Benchmarking ORCA PT-1 Boson Sampler in Simulation
Jessica Park, Susan Stepney, Irene D'Amico
TL;DR
The paper benchmarks the ORCA PT-1 time-bin interferometer boson sampler, using a noise-free simulation of a dominating set (surveillance coverage) problem to compare against classical algorithms. It employs a variational quantum algorithm with SPSA optimization to learn problem-specific angles on graphs generated via NetworkX, reporting results for moderate sizes ($n<250$). In simulations, the TBI solver can find near-minimal dominating sets with competitive performance to some classical methods, though wall-clock scaling is poorer than fast classical solvers; preliminary PT-2 two-loop results hint at potential gains that would require hardware to verify. The work illustrates a possible path for practical graph-optimization applications using boson-sampling hardware, while acknowledging current limitations and outlining future hardware-focused investigations to assess real-world advantages.
Abstract
Boson Sampling, a non-universal computing paradigm, has resulted in impressive claims of quantum supremacy.
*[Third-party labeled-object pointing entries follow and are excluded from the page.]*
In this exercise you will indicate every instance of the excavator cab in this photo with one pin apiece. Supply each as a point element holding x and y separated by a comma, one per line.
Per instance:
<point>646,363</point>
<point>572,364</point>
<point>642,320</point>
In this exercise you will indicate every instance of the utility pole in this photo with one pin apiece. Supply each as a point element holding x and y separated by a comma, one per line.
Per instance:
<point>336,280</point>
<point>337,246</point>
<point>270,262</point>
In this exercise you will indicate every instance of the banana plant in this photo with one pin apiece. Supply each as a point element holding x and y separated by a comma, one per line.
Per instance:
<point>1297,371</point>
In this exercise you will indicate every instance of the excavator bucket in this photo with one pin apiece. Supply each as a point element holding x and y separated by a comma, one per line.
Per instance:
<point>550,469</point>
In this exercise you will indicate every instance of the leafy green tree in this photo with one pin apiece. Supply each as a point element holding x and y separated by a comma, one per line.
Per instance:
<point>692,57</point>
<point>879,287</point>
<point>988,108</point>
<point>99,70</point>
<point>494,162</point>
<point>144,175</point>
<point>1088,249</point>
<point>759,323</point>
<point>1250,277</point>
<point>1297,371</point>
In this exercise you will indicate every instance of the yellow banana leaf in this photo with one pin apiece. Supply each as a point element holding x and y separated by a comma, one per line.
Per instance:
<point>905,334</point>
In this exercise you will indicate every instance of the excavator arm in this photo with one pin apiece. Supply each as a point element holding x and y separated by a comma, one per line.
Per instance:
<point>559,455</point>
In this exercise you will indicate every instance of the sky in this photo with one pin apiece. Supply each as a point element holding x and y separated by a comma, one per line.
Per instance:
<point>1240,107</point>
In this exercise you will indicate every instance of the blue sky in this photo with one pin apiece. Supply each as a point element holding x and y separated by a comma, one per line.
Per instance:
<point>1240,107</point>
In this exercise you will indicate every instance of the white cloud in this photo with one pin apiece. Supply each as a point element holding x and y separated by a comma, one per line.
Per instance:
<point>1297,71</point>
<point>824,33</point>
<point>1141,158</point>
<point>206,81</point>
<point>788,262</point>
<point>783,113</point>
ORCA Computing have developed a time-bin interferometer (TBI) that claims to use the principles of boson sampling to solve a number of computational problems including optimisation and generative adversarial networks. We solve a dominating set problem with a surveillance use case on the ORCA TBI simulator to benchmark the use of these devices against classical algorithms. Simulation has been used to consider the optimal performance of the computing paradigm without having to factor in noise, errors and scaling limitations. We show that the ORCA TBI is capable of solving moderately sized (n<250) dominating set problems with comparable success to linear programming and greedy methods. Wall clock timing shows that the simulator has worse scaling than the classical methods, but this is unlikely to carry over to the physical device where the outputs are measured rather than calculated.